Détail d’un panneau de berline, Paris, attr. à Guillaume ou Étienne-Simon Martin, vers 1745 © Münster, Museum für Lackkunst
Détail d’un panneau de berline, Paris, attr. à Guillaume ou Étienne-Simon Martin, vers 1745 © Münster, Museum für Lackkunst

Plein feux sur le XVIIIème siècle français au Musée des Arts décoratifs à Paris, où est organisée, en collaboration avec le Lackkunst Museum de Münster en Allemagne, une exposition dédiée à cette technique particulière de laque. Le « vernis Martin » doit son nom aux frères qui, sans forcément en inventer la recette, furent ceux qui l’utilisèrent avec le plus d’éclat.

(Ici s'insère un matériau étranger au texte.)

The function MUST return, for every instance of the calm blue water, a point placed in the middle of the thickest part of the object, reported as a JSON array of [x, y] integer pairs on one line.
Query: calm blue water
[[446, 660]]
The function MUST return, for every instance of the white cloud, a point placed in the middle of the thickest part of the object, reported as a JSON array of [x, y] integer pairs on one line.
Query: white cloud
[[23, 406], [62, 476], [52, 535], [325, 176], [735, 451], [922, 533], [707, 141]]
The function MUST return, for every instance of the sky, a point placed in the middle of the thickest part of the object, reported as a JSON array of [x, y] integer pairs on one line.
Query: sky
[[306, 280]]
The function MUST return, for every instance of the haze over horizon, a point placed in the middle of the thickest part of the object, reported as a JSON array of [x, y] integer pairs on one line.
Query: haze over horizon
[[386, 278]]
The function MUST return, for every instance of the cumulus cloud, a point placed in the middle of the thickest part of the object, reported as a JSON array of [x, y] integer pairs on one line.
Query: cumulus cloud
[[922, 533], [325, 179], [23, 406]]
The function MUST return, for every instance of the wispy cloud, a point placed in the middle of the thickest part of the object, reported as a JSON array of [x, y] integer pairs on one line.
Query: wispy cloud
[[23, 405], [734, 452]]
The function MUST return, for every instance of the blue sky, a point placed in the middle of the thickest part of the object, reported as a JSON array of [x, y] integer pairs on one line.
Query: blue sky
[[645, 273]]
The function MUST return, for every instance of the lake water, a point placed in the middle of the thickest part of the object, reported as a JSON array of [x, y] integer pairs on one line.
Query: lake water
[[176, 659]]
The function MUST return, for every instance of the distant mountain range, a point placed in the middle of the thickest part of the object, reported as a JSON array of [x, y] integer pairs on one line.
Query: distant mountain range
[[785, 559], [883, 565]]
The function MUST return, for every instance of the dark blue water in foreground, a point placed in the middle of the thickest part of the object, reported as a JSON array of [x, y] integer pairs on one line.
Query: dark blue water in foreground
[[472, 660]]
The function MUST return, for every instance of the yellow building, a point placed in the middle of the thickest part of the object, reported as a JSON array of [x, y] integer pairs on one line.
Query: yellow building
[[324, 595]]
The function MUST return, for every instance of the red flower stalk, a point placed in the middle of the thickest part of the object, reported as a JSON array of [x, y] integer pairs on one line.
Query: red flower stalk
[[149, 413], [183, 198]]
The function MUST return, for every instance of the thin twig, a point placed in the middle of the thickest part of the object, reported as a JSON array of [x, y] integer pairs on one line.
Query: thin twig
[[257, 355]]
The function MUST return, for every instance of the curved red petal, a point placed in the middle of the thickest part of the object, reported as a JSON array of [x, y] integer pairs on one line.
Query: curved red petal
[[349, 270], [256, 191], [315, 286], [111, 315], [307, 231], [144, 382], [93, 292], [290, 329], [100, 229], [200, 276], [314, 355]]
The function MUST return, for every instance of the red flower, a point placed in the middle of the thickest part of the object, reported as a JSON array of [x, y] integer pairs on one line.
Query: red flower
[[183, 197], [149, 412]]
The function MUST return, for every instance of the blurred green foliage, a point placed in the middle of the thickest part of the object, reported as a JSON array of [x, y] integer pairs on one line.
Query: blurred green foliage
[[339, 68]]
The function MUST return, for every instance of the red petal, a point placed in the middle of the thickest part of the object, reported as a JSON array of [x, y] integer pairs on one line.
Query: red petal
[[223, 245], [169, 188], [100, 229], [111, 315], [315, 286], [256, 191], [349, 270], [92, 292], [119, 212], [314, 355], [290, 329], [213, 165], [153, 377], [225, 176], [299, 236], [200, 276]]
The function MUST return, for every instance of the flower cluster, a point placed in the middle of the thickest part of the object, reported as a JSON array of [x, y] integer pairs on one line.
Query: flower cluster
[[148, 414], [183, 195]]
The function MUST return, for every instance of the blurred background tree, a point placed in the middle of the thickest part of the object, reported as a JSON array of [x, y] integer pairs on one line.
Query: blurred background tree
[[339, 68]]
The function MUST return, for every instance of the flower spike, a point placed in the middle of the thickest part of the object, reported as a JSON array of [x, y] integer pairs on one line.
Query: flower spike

Le parcours retrace cette magnifique épopée, où l’artisanat a atteint un niveau tel que bien de ses productions peuvent être qualifiées de chefs d’œuvres, à une époque où la France jouissait dans ce domaine d’une remarquable renommée internationale.

Jusqu’au XVIIème siècle, les laques, dont le raffinement séduisait une riche clientèle, étaient importés du Japon et de Chine. Mais le renchérissement des importations a conduit les artisans européens à chercher à imiter la technique. En France, les frères Martin furent les plus célèbres de ces artisans.

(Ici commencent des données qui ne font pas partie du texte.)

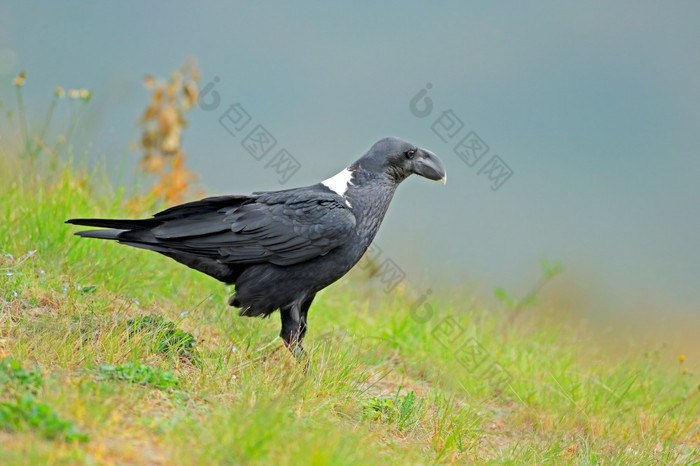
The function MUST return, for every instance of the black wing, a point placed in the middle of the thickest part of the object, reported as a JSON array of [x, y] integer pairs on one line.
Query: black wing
[[282, 228]]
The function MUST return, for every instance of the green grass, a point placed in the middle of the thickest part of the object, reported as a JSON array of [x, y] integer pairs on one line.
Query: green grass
[[115, 355]]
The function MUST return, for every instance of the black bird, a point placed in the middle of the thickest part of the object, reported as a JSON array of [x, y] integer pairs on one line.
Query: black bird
[[280, 248]]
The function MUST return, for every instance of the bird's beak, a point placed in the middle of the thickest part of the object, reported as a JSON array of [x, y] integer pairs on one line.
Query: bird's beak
[[429, 166]]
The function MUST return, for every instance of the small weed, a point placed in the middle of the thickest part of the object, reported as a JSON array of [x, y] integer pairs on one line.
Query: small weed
[[168, 339], [23, 380], [403, 411], [27, 413], [135, 372], [24, 411]]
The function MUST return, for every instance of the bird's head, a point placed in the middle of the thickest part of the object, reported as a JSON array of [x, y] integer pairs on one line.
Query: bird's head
[[398, 159]]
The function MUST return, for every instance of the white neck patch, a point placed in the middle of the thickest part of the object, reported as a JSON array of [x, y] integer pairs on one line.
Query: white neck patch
[[339, 183]]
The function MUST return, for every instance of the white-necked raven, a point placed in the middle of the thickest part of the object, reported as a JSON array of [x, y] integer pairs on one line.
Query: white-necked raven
[[280, 248]]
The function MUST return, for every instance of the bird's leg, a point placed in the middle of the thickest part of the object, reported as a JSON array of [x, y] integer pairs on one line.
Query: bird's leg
[[294, 329], [291, 331]]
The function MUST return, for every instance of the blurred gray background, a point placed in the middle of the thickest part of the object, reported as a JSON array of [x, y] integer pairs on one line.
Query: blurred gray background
[[595, 108]]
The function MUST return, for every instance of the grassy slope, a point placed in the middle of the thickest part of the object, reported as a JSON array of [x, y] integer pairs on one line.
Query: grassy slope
[[383, 386]]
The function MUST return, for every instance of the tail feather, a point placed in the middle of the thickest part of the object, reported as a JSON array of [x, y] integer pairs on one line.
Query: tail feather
[[101, 234], [116, 223]]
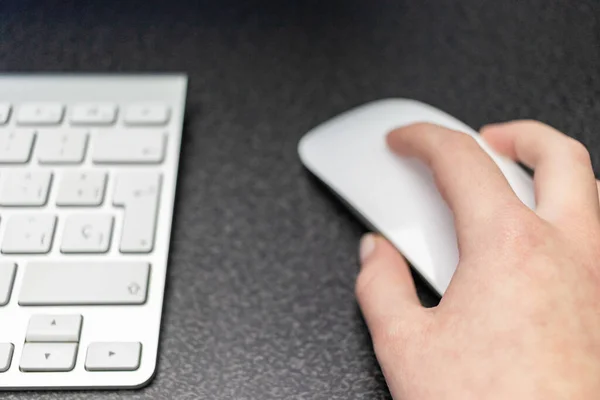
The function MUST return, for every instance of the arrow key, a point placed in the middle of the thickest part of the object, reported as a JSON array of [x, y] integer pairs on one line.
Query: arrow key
[[48, 357], [113, 356], [53, 328]]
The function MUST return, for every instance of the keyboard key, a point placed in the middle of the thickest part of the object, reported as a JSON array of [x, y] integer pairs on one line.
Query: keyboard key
[[48, 357], [81, 188], [87, 233], [138, 193], [80, 283], [24, 188], [54, 328], [119, 356], [147, 114], [7, 277], [61, 146], [93, 114], [6, 351], [4, 113], [124, 147], [29, 234], [40, 114], [16, 146]]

L’exposition rend compte de l’évolution que connurent le procédé et ses applications. D’abord clairement dans l’imitation des modèles chinois et japonais, la production française s’en affranchit petit à petit. L’étape la plus spectaculaire est l’intervention de couleurs autres que le rouge et le noir orientaux, avec des fonds beaucoup plus lumineux : voici de très beau bleus, jaunes, verts pâles, blancs… Puis les motifs vont eux aussi s’émanciper, délaissant tranquillement les paysages typiquement asiatiques pour adopter ceux des peintres français de l’époque, Greuze, Boucher, Oudry ou Vernet. Paysages maritimes, scènes de genre, portraits, motifs antiquisants… ornent meubles, étuis, bonbonnières et autres tabatières.

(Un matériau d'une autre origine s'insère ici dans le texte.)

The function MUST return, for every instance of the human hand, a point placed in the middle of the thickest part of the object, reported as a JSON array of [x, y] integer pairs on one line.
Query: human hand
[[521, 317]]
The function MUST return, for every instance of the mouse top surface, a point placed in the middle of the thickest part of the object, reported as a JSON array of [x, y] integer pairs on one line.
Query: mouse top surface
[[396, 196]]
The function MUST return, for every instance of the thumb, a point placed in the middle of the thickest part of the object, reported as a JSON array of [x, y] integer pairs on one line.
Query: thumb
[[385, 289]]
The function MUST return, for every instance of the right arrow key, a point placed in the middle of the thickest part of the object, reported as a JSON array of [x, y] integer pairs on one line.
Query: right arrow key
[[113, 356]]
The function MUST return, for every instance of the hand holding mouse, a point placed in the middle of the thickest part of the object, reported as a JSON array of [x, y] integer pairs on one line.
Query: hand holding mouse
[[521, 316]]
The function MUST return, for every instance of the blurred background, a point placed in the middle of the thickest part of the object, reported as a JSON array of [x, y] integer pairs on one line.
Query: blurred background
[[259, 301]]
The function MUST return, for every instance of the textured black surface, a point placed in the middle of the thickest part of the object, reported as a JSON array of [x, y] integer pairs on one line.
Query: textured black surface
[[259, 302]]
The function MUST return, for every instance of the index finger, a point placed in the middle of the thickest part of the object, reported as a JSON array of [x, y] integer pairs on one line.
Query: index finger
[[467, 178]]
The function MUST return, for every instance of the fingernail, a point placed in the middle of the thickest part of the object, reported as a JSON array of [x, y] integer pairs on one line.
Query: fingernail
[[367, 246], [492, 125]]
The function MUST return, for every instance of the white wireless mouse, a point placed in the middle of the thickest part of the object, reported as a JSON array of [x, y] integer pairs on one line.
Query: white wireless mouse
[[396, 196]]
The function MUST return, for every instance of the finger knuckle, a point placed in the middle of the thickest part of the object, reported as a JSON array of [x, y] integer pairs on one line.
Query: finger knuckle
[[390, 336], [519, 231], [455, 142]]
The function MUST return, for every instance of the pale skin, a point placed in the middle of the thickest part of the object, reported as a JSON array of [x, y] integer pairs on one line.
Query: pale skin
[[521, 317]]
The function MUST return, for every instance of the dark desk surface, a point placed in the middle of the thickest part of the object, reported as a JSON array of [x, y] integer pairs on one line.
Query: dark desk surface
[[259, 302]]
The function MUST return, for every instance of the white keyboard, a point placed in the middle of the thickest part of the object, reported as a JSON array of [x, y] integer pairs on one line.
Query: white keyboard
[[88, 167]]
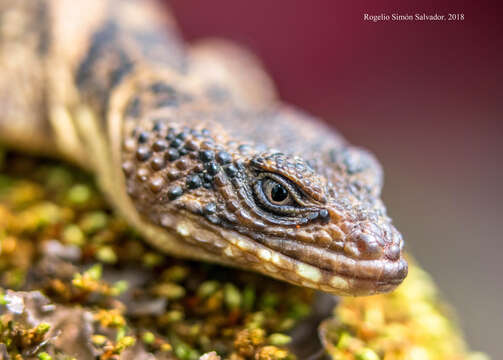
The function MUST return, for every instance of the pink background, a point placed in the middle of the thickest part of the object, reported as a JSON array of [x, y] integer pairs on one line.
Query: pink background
[[425, 97]]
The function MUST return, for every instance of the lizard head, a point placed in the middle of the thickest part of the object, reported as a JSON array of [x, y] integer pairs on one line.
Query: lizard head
[[306, 222]]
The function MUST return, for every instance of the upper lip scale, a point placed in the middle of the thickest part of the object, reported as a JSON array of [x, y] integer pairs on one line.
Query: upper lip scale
[[340, 264]]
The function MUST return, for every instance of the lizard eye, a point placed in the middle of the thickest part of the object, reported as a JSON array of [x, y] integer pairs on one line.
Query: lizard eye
[[275, 192]]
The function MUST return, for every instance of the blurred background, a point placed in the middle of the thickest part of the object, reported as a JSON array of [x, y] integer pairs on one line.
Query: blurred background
[[426, 97]]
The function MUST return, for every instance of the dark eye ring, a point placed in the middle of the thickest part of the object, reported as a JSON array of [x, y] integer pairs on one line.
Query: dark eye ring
[[276, 192]]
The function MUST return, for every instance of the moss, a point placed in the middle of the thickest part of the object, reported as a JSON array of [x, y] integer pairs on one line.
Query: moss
[[58, 236]]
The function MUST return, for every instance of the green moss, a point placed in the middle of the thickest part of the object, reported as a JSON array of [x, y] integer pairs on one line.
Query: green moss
[[179, 309]]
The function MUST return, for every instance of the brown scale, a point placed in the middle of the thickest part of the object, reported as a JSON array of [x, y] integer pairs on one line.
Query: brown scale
[[202, 144]]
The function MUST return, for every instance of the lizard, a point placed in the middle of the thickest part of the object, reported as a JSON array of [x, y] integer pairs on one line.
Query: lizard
[[191, 144]]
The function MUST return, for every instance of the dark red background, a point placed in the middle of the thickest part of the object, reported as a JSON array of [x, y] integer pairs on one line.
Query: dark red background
[[425, 97]]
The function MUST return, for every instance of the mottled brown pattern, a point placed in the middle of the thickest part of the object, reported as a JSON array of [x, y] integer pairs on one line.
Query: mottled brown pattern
[[193, 148]]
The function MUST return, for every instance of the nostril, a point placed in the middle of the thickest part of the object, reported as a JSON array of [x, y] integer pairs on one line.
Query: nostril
[[363, 246], [393, 252]]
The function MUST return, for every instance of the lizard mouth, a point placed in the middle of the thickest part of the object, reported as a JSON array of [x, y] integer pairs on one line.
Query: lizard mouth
[[338, 273]]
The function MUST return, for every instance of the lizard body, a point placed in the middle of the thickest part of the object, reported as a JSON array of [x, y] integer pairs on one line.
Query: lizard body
[[192, 146]]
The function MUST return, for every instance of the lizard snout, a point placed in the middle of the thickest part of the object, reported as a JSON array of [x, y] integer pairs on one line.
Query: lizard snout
[[371, 242]]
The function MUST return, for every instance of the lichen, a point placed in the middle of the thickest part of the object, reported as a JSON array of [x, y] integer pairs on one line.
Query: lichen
[[108, 295]]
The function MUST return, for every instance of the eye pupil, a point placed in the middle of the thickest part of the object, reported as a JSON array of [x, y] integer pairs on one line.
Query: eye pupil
[[278, 193]]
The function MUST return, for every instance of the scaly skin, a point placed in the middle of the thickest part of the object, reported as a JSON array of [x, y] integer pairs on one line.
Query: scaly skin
[[192, 147]]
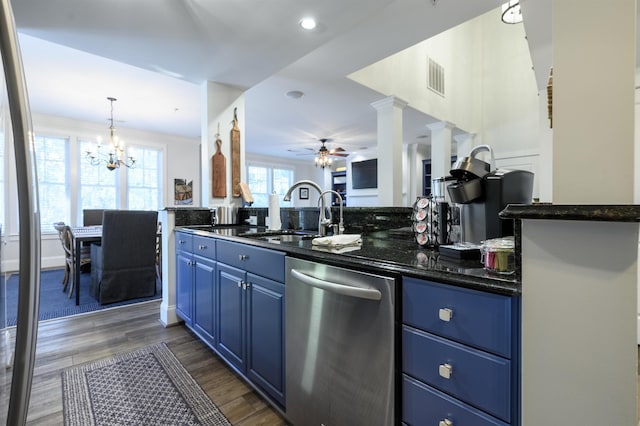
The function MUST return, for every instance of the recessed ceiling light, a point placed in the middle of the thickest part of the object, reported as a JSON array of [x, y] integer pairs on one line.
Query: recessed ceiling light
[[308, 23], [294, 94]]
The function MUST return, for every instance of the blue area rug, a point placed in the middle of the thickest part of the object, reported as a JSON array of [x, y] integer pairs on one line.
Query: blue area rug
[[54, 303]]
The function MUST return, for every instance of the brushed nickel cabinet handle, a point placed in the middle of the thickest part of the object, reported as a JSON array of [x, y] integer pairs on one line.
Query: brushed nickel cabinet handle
[[445, 314], [445, 371]]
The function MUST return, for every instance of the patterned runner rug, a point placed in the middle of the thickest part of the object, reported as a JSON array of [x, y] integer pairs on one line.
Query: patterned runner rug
[[148, 386]]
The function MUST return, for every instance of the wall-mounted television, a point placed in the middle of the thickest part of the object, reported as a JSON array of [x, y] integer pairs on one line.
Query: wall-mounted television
[[364, 174]]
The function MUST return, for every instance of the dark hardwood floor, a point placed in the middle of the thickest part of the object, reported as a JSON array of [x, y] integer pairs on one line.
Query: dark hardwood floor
[[75, 340]]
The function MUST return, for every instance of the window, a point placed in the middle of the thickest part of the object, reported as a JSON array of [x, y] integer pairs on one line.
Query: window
[[144, 190], [98, 185], [263, 180], [68, 183], [52, 154]]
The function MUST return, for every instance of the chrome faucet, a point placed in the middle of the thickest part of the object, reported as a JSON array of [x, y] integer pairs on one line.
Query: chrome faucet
[[322, 220], [329, 220]]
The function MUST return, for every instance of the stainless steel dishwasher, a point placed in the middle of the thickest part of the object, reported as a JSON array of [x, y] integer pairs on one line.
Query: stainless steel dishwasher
[[339, 346]]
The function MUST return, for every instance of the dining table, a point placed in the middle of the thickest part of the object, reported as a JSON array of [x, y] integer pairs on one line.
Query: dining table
[[79, 236]]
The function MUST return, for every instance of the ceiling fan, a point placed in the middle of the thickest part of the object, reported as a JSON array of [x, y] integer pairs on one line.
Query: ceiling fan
[[324, 151], [323, 154]]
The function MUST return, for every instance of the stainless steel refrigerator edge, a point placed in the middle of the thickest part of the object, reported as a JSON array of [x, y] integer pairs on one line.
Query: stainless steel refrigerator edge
[[29, 219], [339, 346]]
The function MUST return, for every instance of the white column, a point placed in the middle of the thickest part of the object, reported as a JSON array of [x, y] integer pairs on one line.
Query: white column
[[389, 150], [440, 148], [217, 100], [416, 154], [168, 306]]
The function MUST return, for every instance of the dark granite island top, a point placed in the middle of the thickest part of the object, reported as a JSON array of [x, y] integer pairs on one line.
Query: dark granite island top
[[389, 252]]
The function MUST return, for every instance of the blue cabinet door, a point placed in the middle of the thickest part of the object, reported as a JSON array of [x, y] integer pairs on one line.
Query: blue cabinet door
[[203, 301], [265, 335], [184, 283], [231, 315]]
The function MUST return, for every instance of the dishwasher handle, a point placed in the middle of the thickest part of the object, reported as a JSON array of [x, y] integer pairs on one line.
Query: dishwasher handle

A travers près de 300 objets, le parcours témoigne de la grande diversité des supports utilisés. Bois bien sûr, mais aussi métal, argent, céramique et même tôle… des matériaux les plus précieux aux plus économiques, les artisans français ont tout essayé pour répondre à la demande d’une clientèle de plus en plus nombreuse.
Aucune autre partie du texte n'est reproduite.